If, before making a decision about destroying such things we said to ourselves "How will people feel in 50 years time about this?" Will we regret destroying it? It may cost more to save something but the price of the saving is that we have lost part of our irreplaceable heritage forever.
Bearing in mind that we don't usually fully appreciate the value of potentially historically important object, it is important to balance short term financial savings with long term heritage losses.
Although there is a Conservation Area Document for Clophill it has no legal force on its own. When asked, the Principal Conservation Officer said "There is no Article 4 Direction for Clophill Conservation Area- some satellite dishes will therefore be permitted development, depending on position & location. Most windows (& doors) to unlisted houses within the conservation area can be changed to plastic at the owner's discretion."
If the policies defined in the Conservation Area document are to be enforced then a Article 4 Direction[link] is needed.
Take a look at the list of Listed Buildings in Clophill. See them on a map. [graphic] Now walk round the village and spot buildings that you would expect to be listed but are not. There are quite a few, especially away from the High Street. I would not wish Listed Building status on any body's property as it imposes many restrictions and, consequently, may add additional expense for no personal benefit. But if the Listed Building system is to be used to preserve our heritage then it should be applied to all buildings that we identify as being part of it.

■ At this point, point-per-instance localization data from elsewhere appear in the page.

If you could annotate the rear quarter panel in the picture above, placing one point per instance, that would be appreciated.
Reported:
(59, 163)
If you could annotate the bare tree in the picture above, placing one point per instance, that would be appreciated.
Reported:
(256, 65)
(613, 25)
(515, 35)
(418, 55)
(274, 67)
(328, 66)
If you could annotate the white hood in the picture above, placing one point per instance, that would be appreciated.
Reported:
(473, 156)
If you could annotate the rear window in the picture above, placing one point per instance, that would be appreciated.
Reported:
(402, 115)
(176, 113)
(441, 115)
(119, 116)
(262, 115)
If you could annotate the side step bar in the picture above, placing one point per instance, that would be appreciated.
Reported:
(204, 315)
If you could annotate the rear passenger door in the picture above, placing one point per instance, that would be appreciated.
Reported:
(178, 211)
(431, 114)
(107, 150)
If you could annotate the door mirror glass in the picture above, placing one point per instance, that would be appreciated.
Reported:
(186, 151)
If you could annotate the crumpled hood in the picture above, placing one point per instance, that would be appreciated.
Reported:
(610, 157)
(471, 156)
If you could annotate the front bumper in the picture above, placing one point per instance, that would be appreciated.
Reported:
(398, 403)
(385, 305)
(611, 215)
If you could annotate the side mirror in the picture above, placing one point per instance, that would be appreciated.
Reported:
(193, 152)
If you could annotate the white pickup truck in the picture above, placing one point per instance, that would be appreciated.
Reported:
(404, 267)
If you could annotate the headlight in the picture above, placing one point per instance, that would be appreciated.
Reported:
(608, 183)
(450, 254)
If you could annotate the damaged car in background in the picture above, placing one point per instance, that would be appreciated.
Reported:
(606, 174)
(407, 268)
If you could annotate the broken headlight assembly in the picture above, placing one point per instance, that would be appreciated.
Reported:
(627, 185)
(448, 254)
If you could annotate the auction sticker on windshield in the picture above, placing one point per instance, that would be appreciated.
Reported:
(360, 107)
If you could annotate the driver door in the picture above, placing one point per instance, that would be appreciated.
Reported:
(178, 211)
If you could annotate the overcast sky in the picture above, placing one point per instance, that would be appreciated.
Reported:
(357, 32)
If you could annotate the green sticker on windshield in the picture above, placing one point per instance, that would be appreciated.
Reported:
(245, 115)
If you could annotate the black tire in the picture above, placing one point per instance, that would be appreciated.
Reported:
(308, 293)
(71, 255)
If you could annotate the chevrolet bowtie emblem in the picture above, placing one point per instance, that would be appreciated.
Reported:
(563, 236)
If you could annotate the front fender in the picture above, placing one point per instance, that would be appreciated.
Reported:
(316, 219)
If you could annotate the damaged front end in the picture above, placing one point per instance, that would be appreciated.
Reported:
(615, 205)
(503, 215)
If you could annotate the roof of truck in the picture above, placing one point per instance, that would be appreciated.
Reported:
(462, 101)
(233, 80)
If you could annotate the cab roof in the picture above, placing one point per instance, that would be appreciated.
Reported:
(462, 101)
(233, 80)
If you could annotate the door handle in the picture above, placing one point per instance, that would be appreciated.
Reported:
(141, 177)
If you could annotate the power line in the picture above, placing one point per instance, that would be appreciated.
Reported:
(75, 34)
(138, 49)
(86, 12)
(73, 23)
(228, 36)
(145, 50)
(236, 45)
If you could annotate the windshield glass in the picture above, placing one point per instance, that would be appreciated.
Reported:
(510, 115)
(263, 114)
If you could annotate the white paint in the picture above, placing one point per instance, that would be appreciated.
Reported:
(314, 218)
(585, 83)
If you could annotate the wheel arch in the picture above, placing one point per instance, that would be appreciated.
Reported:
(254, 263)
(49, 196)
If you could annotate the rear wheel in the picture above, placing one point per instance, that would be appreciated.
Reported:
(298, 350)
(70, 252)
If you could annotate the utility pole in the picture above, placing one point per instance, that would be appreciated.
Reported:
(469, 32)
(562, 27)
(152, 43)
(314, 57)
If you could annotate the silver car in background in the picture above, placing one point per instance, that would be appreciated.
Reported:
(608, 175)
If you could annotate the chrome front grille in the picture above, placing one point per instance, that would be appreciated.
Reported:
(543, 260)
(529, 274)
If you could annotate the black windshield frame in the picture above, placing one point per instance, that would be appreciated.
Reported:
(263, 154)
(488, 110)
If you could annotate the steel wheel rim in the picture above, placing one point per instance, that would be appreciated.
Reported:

Traditional sand stone boundary walls are being repaired inappropriately and traditional methods of construction are being ignored.
As you walk around the village look out for traditional stone walls. They are made of the locally-quarried sandstone, dressed and coursed. The boundary wall at the front of St Mary's church on the High Street is a good example of a traditional wall. Note how each stone has been dressed into a rectangular shape and laid in horizontal courses using a lime mortar.
Now look at the wall to left of it in front of number ? High street. Note how the stone is irregular in shape with a modern cement mortar. The mortar joints look wide because the stone is not dressed. It looks more like vertical crazy paving than a traditional wall.
Are there still craftsmen who know how to build and repair a traditional stone wall? Is the planning authority prepared to insist that such craftsmen are employed when working on old walls?
The opinions expressed on this page are the personal views of the website owner.